I ran across a fine article today written by Rio Cruz that I want to share with you.
It appears be 9 years old, but sadly it's every bit as applicable today:
Genital Mutilation American Style: How a father discovered, too late, that circumcision is not a good thing.
Read on for all the human-rightsy goodness that's fair to use...
Most Americans, when presented with the information that approximately 97% of the world's infant male population is not circumcised, are rather astounded. "But I thought everybody was circumcised. I thought it was a medically necessary thing to do," said a friend when I brought up the issue a few weeks ago.
The infant intactness rate is much higher than the adult intactness rate mainly because Muslims and many African cultures circumcise later in life, and because the infant circumcision rate has fallen dramatically in the industrialized world, even in the United Stated, the last such nation in which this practice is still common.
Roughly one million baby boys a year in this country are rudely welcomed into the world by the amputation, without anesthesia, of an integral, sexually important part of their anatomy. By definition, the removal of a normal, healthy, functional body part is mutilation. Pure and simple. These one million babies represent around 60% of all male infants born in this country, a figure that is down from a high reached in the 1970's and 1980's of around 90%. And what is truly astounding is that, while we become incensed over the female genital mutilations going on in Africa and other third-world countries far, far away, we ignore the routine mutilations perpetrated here against our own sons.
Thankfully, since the writing of this article, some temporary comfort in the form of at least some anesthesia is now so graciously provided to most American boys enduring circumcision.
The sexism of this perspective is stunning. In fact, in 1996 the U.S. Congress, eager to appease feminist groups and appear to be the Great White Protectors of American Girlhood, passed a law against female circumcision or any other form of genital modification of girls below the age of consent. This was pure political theater, baby kissing, butt patting. As a society, we simply do not cut the genitals of baby girls in this country... only the genitals of baby boys. Passing a law against female genital mutilation (FGM) was a slam dunk for the politicians. They could look big and strong and macho and foursquare in favor of protecting babies... as long as the babies were girls, that is.
How right Rio was! Since passage, the anti-FGM law has been used to prosecute, count 'em, one case of FGM. The law is to be commended from protecting girls, but it fails to extend equal protection to boys.
I never saw anything wrong with it either until I witnessed my own son being circumcised.
This is extremely common, and it is the reason I write publicly on this issue. It's easy to assume that whatever happened to you before you can remember couldn't have been that bad.

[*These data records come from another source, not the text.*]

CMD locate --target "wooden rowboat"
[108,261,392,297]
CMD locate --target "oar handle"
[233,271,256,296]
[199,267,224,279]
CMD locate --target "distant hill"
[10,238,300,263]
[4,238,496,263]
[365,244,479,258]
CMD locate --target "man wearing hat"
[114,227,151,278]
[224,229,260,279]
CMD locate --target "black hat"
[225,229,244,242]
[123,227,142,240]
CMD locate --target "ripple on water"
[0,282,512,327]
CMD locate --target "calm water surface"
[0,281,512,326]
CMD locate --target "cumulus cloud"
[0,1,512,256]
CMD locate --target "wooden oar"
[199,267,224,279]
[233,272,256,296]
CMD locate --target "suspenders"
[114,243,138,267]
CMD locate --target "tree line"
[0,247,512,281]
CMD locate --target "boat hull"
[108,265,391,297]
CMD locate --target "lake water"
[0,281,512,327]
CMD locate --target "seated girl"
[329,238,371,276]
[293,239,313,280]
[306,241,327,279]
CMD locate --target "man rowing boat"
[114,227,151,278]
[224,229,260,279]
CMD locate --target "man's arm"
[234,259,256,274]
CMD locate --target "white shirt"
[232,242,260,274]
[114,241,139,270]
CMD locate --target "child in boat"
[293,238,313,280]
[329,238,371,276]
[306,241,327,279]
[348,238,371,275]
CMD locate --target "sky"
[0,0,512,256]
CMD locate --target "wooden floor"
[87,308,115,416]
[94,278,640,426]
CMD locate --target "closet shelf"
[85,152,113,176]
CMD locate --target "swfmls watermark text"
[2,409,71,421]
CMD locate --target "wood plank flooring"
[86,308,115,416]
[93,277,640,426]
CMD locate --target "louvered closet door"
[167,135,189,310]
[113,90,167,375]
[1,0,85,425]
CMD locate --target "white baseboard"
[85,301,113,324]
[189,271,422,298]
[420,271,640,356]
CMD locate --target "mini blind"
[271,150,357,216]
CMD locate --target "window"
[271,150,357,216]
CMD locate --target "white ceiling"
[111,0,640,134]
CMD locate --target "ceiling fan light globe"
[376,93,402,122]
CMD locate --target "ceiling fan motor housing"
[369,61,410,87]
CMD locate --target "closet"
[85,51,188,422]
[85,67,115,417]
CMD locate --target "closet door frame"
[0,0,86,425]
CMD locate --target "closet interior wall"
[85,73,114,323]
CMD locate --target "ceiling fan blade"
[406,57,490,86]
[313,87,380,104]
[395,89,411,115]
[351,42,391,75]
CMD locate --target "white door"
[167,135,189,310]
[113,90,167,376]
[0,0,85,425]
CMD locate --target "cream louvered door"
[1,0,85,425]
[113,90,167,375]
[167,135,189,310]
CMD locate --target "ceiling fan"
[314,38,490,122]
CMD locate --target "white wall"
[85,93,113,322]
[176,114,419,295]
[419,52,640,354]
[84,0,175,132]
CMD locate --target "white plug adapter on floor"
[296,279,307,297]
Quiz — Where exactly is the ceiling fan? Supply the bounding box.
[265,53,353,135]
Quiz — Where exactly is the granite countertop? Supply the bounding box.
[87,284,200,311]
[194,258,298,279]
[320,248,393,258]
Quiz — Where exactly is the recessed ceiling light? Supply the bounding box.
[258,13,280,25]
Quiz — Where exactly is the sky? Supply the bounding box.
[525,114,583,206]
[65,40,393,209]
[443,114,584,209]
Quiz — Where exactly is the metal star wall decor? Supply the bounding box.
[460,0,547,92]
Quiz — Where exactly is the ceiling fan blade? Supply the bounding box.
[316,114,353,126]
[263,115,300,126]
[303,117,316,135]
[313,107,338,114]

I'm not even going to quote the description of the procedure that comes next. I'll save my fair-use quota for the more intellectual, less gruesome parts.
I will just include this, for those of you who believe that an infant can "sleep" while he undergoes surgery without anesthesia (which still happens, despite anesthesia being much more common):
My son stopped screaming. His eyes were glazed and rolled back. He appeared to be sleeping, but he was really in a state of complete and total shock.

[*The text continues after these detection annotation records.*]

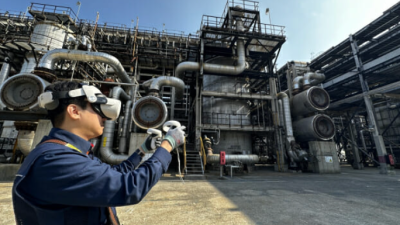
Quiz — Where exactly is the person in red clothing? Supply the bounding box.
[12,82,185,225]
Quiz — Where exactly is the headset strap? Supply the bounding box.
[40,139,82,153]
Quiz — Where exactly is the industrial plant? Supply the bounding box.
[0,0,400,176]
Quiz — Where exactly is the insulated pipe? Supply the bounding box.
[303,72,325,89]
[175,40,246,77]
[39,49,131,83]
[145,76,185,100]
[100,87,132,164]
[277,92,307,162]
[100,120,129,165]
[293,76,304,94]
[111,87,131,101]
[207,154,260,164]
[118,100,132,153]
[0,57,10,84]
[277,92,294,137]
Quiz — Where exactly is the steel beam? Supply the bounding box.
[322,48,400,88]
[349,35,388,174]
[201,91,274,100]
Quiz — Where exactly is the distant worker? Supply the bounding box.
[12,82,185,225]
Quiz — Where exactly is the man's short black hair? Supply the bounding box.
[45,81,88,127]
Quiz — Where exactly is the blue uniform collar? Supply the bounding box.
[43,128,91,154]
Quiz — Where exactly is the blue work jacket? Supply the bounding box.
[12,128,171,225]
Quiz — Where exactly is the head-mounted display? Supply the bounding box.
[38,85,121,120]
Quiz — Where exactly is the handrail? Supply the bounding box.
[183,137,187,174]
[200,137,207,166]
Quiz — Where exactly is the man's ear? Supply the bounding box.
[65,104,82,120]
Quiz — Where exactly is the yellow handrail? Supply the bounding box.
[200,137,207,166]
[183,137,186,171]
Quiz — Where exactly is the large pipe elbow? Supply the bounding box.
[175,62,200,77]
[149,76,185,100]
[175,40,246,77]
[112,87,131,102]
[293,76,304,93]
[277,92,293,138]
[100,120,128,165]
[39,49,131,83]
[303,72,325,88]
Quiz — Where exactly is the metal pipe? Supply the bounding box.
[293,114,335,141]
[0,57,10,84]
[118,100,132,153]
[277,92,294,137]
[175,18,246,77]
[293,76,304,93]
[39,49,132,83]
[207,154,260,164]
[17,130,35,156]
[360,130,369,156]
[278,100,285,126]
[277,92,307,162]
[290,87,330,118]
[111,87,131,101]
[89,138,100,155]
[100,120,129,165]
[148,76,185,100]
[139,64,158,70]
[100,87,132,164]
[303,72,325,89]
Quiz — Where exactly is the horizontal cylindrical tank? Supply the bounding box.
[207,154,260,164]
[293,114,335,141]
[132,96,168,129]
[290,86,330,117]
[0,73,49,111]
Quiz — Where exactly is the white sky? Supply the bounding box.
[5,0,397,68]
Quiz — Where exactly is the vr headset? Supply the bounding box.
[38,85,121,120]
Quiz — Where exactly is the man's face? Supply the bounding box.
[81,103,106,139]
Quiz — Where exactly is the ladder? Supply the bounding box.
[185,144,204,176]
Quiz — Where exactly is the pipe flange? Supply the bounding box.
[0,73,48,110]
[307,86,331,110]
[33,67,57,83]
[132,96,168,129]
[313,114,335,141]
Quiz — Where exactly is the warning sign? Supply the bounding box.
[325,156,333,163]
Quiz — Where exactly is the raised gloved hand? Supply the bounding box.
[163,126,186,149]
[140,129,162,153]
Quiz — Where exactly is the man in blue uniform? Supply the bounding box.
[12,82,184,225]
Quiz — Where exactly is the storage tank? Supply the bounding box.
[293,114,335,141]
[0,21,68,111]
[290,86,330,118]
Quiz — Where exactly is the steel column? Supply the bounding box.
[349,35,389,174]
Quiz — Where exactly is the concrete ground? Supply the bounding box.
[0,166,400,225]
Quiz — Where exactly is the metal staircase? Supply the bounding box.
[185,144,204,176]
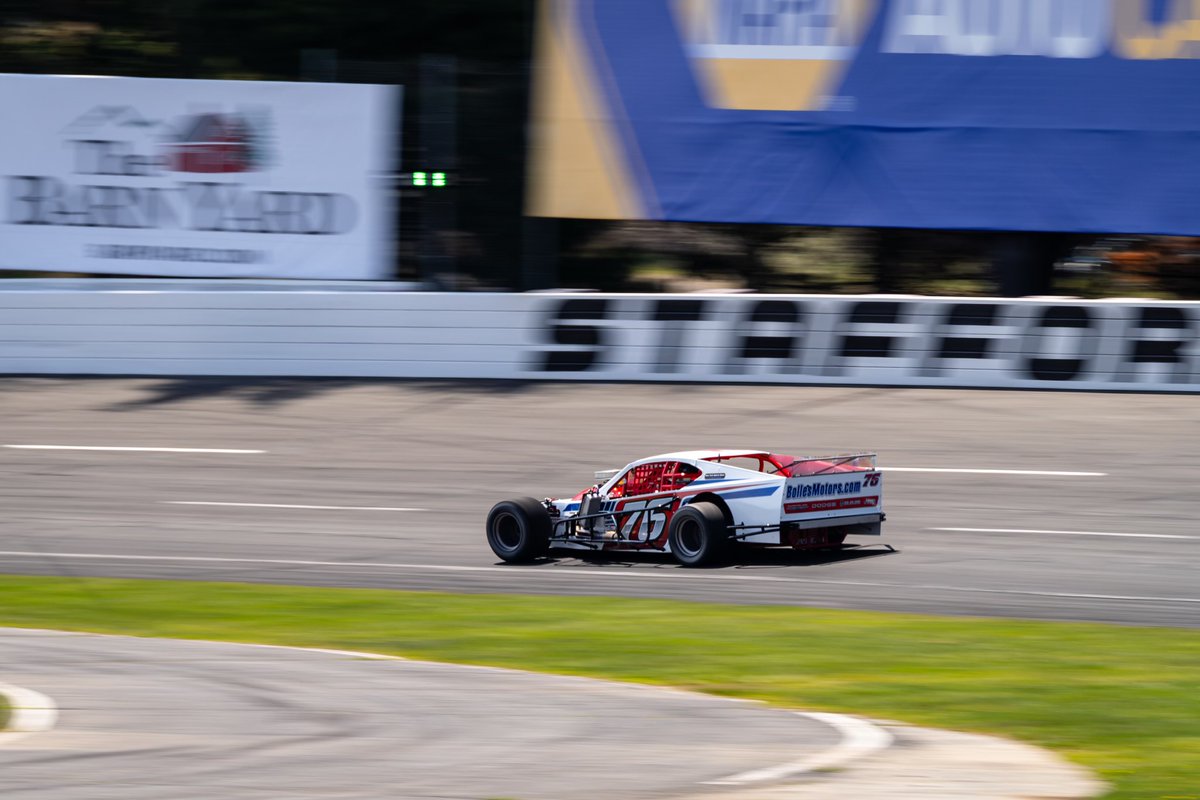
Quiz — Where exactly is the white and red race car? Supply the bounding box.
[487,450,884,566]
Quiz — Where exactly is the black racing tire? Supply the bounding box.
[667,503,731,566]
[487,498,554,564]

How convenient it is, if trying to rationalize it, to imagine one can "sleep" through such a thing,
Not many years ago it was perfectly accepted for dog owners to amputate the tail and cut the ears of their pets for cosmetic reasons. It was the owners' choice to make. Social consensus now holds this to be inhumane treatment of animals and few veterinarians will accede to such requests. The idea that anyone would even consider circumcising their pet for any reason at all is abhorrent.

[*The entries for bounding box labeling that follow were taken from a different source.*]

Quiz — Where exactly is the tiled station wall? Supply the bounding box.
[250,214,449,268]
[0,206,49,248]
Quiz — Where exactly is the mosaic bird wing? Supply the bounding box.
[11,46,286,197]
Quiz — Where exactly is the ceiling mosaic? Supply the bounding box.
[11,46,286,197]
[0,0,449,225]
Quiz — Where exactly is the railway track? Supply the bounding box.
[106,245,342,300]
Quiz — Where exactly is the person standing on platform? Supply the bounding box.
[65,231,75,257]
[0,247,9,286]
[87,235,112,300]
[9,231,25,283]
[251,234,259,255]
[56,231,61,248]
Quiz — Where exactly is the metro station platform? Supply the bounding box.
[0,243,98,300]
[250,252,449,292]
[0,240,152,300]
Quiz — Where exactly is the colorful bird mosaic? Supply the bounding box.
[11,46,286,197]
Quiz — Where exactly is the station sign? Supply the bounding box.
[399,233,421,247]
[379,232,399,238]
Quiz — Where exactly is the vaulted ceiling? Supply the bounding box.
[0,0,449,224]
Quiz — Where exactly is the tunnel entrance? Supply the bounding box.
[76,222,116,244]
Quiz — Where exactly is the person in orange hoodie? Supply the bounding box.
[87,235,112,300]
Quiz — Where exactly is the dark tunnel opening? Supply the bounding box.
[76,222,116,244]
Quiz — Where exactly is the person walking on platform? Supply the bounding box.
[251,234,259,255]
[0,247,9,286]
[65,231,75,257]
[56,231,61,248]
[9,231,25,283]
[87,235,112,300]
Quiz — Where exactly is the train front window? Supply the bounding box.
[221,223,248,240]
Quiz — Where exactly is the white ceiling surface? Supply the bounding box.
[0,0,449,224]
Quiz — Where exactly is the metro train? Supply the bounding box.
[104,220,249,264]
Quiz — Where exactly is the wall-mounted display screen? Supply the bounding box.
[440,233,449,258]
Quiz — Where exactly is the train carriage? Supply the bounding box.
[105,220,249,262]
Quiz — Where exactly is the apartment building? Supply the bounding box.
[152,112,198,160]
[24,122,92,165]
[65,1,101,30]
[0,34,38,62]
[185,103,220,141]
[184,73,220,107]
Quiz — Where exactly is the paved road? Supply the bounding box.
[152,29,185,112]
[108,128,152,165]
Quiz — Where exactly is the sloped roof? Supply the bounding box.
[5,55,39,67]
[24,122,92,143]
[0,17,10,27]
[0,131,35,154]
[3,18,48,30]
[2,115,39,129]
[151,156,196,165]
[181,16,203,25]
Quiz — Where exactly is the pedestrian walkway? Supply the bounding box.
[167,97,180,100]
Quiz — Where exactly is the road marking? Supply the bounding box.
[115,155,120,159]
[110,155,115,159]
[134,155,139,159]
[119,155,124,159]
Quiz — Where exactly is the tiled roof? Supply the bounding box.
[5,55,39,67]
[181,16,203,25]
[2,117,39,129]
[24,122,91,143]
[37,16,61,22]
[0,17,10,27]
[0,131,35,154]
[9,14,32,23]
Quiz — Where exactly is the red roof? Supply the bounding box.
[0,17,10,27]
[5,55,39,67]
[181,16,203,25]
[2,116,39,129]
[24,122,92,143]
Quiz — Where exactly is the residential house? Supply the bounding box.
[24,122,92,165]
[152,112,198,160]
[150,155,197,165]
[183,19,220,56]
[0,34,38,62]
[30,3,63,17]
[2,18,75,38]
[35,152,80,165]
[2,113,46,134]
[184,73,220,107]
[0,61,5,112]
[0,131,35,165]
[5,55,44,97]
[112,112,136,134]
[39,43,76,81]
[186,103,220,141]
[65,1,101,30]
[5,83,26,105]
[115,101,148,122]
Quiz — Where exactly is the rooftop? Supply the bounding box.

We do to our children worse than what's fit for a dog. Dogs should be treated humanely. So should humans.
The idea that parents have the right to request amputation of normal, erogenous tissue is central to the debate surrounding this issue and highlights the ethical void enveloping the medical establishment. Leading medical ethicist and professor at the McGill Center of Medicine, Ethics and Law, Dr. Margaret Somerville, has stated publicly that circumcision, as performed in our country, is nothing short of "criminal assault."
Medical Ethicists? Who cares what they have to say?
Doctors Opposing Circumcision (DOC) was founded in 1996 and now counts physicians from all over the world among its ranks. "Many doctors recognize that no one has the right to forcibly remove sexual body parts from another individual," says Dr. George Denniston, President. "They recognize that doctors should have no role in this painful, unnecessary procedure inflicted on the newborn. Routine circumcisions have been found to violate not only the Golden Rule, but the first tenet of medical practice, 'First, Do No Harm'. Amazingly, circumcision violates all seven principles of the A.M.A. Code of Ethics, and yet doctors continue to do it!"
DOC is the organization which today is graciously helping the 12 year old Oregon boy nicknamed "Misha" take his fight to the Oregon Supreme Court. Misha needs his own legal defense against his father, who wants him circumcised. Clayton C. Patrick, the lawyer who helped Misha's mother wage this legal battle for no money, is quoted as saying he spoke to the boy personally and that "he confirmed his desire not to be circumcised."
Read what the Katrina Moncure, Treasurer and DC Chapter President of the National Youth Rights Association wrote about this case last week:
There are a lot of pretty disgusting news stories out there proving more and more how little youth are regarded in society. This, however, has got to be one of the worst.
Back to Genital Mutilation American Style, the next section details the anatomical structures removed in a circumcision. Anyone who thinks it's "just a little snip" is uninformed.
The article next describes how historically, a main purpose of circumcision has been to weaken sexual capacity. That it is effective at doing so is one of the most difficult aspects for adult circumcised men to confront, and the medical studies proving it are only beginning to appear.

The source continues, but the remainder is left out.